First panel done… that wasn't so bad. A couple of points to note here:

1. Make sure you get every little bit back to metal. I found some really small brown lines like 'veins' on the surface, and I wasn't going to worry about them until I spoke with a professional who told me to make sure I got rid of them completely. Anything that doesn't look like bare metal is probably surface rust (however small it might seem) and will probably come back to bite you at some point in the future.

2. Get etch primer on it as soon as you possibly can once you've got it stripped. Don't leave the panel in bare metal overnight, and definitely not for a couple of days (ask me how I know!). The cheapest way of etch priming is obviously to buy it in large cans and use a compressor and spray gun (if you have one) to lay it on. However, I tended to find that I was doing this process at the end of the day, I was tired, and the last thing I wanted to do was to load up the gun with etch primer and then clean everything afterwards. I therefore bought a number of rattle-cans of etch, which meant that when I was ready, I could just use this to lay a coat onto the metal and walk away, which was both less time consuming and easier. The flipside of this of course that it is more expensive to do it this way.

Rear wing, here I come…

Hmmmm…. I thought it was going a little too well!There had obviously been an issue in the past, and filler was the answer. I could have just filled again at this stage, but I knew that by doing this I was only storing up issues for the future. The first option for a professional would be to cut it all out and weld in repair pieces… but there was one small issue with that.. I can't weld. Well that's not quite technically true, I can weld, but the chances that the panel would look worse after I had finished than it did in the picture above were pretty high. So, option 2, find a good offside rear outer wing which I could replace this one with. Fortunately, I managed to find a new original stock panel as I understand that the modern copies are not a perfect fit and I didn't think I would have the expertise to 'tickle' one enough to make it do so.

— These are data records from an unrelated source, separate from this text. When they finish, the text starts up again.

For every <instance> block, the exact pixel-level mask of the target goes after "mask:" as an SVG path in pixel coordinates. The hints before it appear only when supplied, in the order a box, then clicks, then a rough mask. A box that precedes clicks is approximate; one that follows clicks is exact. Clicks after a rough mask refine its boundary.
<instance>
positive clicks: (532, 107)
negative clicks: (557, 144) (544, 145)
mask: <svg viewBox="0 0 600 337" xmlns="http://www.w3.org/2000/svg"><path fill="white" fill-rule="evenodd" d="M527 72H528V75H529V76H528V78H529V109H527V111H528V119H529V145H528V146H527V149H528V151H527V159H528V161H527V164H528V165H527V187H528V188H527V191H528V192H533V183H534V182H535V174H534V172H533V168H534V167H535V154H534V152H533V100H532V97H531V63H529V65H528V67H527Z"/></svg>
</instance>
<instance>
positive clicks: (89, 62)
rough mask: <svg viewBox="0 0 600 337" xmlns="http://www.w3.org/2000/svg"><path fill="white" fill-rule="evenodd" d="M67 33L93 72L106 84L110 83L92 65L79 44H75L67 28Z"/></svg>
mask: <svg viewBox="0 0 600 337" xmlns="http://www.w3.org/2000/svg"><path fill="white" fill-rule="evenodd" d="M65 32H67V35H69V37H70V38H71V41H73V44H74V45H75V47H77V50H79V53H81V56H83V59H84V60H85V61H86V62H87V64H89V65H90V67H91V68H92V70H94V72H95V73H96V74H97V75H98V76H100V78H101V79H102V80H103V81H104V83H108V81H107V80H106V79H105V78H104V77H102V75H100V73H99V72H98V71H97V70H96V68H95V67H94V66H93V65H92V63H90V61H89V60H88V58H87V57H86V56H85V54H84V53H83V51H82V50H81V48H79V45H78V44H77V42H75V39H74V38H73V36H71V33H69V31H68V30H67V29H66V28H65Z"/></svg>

Undaunted, off I went with the next few panels. However, during this process, it occurred to me that the amount of time it had taken me so far to get the bodyshell back to bare metal and etch primer, I might well be six foot under before I managed to complete the process! So, this is about the point where the 'project' became a 'mission'. I did some reading around, and found out that I could farm out this stripping process in a number of ways. Having looked into all the options, I chose to 'dip' the bodyshell rather than 'blasting' it, and here's where I came across Bill and his excellent 'Patience' blog. I ended up choosing Envirostrip ( to do the dipping and after a couple of conversations with Vaughan (exceptionally helpful and very friendly), I arranged for them to come down and pick up the bodyshell. All I had to do now was to brace the bodyshell for transport and split it from the chassis… easy!